B. L’asymétrie d’informationex post et l’aléa moral

Si les variations du taux d’intérêt ne peuvent permettre de réguler le marché du crédit, c’est également en raison de l’existence du risque d’aléa moral175. Alors que précédemment, le niveau du taux d’intérêt affectait le niveau de risque des projets présentés aux prêteurs, il influence ici le comportement de l’emprunteur une fois le prêt accordé (risque d’aléa moral). Plus le taux d’intérêt est élevé, plus l’emprunteur (qui cherche à maximiser la rentabilité de son investissement), sera tenté d’adopter un comportement risqué augmentant du même coup son risque de faillite. Cet accroissement du risque affecte négativement le rendement espéré du prêt par la banque.

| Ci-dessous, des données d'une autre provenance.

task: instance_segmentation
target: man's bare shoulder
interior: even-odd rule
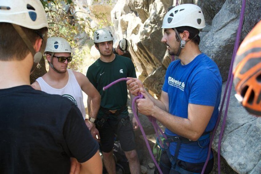
[[[41,91],[41,87],[40,87],[39,83],[38,83],[37,81],[35,81],[31,85],[31,86],[34,89]]]

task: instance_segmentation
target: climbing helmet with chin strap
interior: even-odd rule
[[[130,47],[130,42],[125,38],[122,39],[119,42],[119,48],[121,51],[124,53],[126,53],[129,50]]]
[[[239,48],[233,74],[237,99],[249,113],[261,116],[261,21]]]
[[[192,4],[185,4],[169,9],[164,17],[162,28],[189,26],[201,30],[206,26],[200,8]]]

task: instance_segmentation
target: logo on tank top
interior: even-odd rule
[[[77,102],[76,101],[76,100],[75,100],[74,99],[73,97],[70,95],[69,95],[68,94],[64,94],[63,95],[62,95],[62,96],[68,98],[69,99],[70,99],[70,100],[73,102],[74,104],[77,107],[78,107],[78,105],[77,104]]]
[[[175,87],[182,91],[184,91],[185,88],[185,83],[175,79],[174,78],[169,76],[168,78],[168,83],[169,85]]]

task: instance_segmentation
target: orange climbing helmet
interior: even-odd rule
[[[261,21],[239,48],[233,74],[237,99],[249,113],[261,116]]]

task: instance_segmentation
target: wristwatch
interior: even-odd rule
[[[96,120],[96,119],[92,117],[90,117],[89,118],[89,121],[93,123],[95,123],[95,120]]]

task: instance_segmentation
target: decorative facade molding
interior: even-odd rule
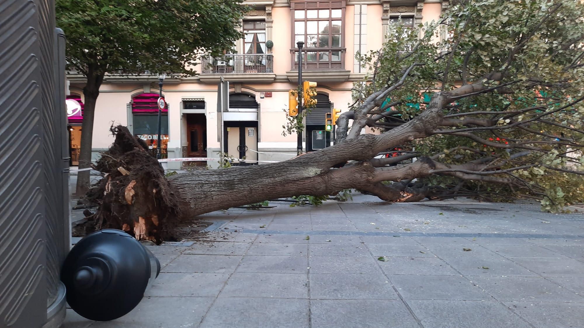
[[[290,2],[290,0],[274,0],[273,5],[274,7],[289,7]]]
[[[392,13],[404,13],[404,12],[412,12],[415,11],[415,7],[414,6],[399,6],[397,7],[390,7],[390,12]]]
[[[272,18],[272,6],[266,6],[266,40],[273,41],[272,31],[273,29],[274,20]],[[266,49],[267,53],[271,54],[272,49]]]
[[[255,17],[256,16],[266,16],[266,11],[252,9],[245,13],[245,16]]]
[[[347,0],[347,5],[381,5],[381,0]]]
[[[388,25],[389,25],[390,20],[392,17],[399,17],[402,16],[413,17],[414,29],[418,29],[418,26],[422,24],[422,11],[424,8],[424,1],[412,1],[409,3],[409,5],[404,5],[403,1],[395,1],[392,0],[382,0],[382,1],[383,11],[381,14],[381,23],[384,42],[387,40]],[[420,33],[421,33],[422,30],[420,29]]]

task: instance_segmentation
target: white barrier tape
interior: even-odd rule
[[[86,169],[81,169],[80,170],[69,170],[69,172],[74,173],[75,172],[81,172],[81,171],[89,171],[89,170],[93,170],[93,169],[91,168],[88,168]]]
[[[211,158],[208,157],[184,157],[181,158],[164,158],[159,159],[158,162],[190,162],[197,160],[218,160],[218,158]]]
[[[277,155],[291,155],[291,156],[296,156],[296,155],[297,155],[296,153],[283,153],[283,152],[257,152],[256,151],[254,151],[253,149],[250,149],[249,148],[248,149],[248,151],[252,151],[252,152],[256,152],[258,153],[275,153],[275,154],[277,154]]]
[[[181,158],[165,158],[159,159],[158,162],[165,163],[166,162],[196,162],[201,160],[219,160],[218,158],[210,158],[207,157],[185,157]],[[279,160],[253,160],[252,159],[241,159],[239,158],[233,159],[234,161],[239,162],[254,162],[256,163],[278,163]]]

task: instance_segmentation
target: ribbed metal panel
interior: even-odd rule
[[[47,317],[41,65],[50,57],[40,50],[43,15],[35,1],[0,0],[2,327],[40,327]]]

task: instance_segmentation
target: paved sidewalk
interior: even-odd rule
[[[65,327],[584,327],[580,214],[357,195],[201,219],[204,240],[150,247],[162,272],[134,310]]]

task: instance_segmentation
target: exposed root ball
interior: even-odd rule
[[[86,196],[99,208],[87,218],[85,233],[113,228],[138,240],[173,240],[180,208],[162,166],[127,128],[112,126],[110,130],[116,141],[94,168],[103,179]]]

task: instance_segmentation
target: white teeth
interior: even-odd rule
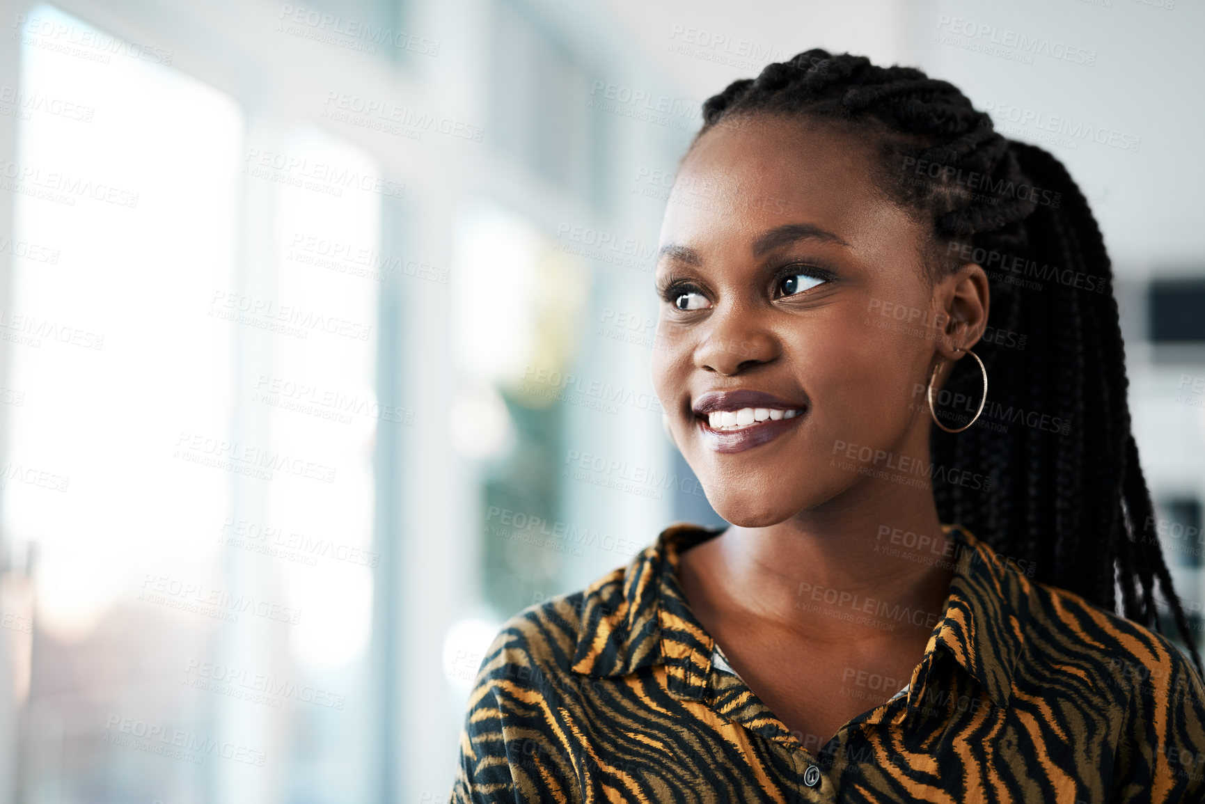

L’adoption d’un tel comportement est permise par l’existence d’une asymétrie d’informationex post. En effet, sachant que le prêteur ne s’intéresse au comportement de l’emprunteur que dans les cas où celui-ci affecte sa probabilité de faire faillite, et qu’il ne peut le surveiller parfaitement et sans coût, il n’est pas envisageable de mettre en œuvre une telle surveillance de manière systématique. Le prêteur doit donc être attentif aux effets du taux d’intérêt sur le comportement de l’emprunteur. En raison du risque d’aléa moral, face à un accroissement de la demande de crédit, les prêteurs auront alors intérêt à rationner la demande supplémentaire plutôt que d’augmenter le taux d’intérêt.

Parallèlement à cela, Stiglitz et Weiss montrent également que le recours aux collatéraux (les cautions, investissements personnels, etc.) ne permet pas non plus de résoudre les problèmes posés par les asymétries d’informationex ante et ex post. En effet, ceux disposant de plus de collatéraux sont les emprunteurs les plus riches supposés les moins averses au risque. Augmenter les collatéraux aura donc pour effet d’attirer les emprunteurs les plus risqués. Les prêteurs n’ont donc d’autre choix que de déterminer un niveau de collatéral d’équilibre et de rationner la demande supplémentaire.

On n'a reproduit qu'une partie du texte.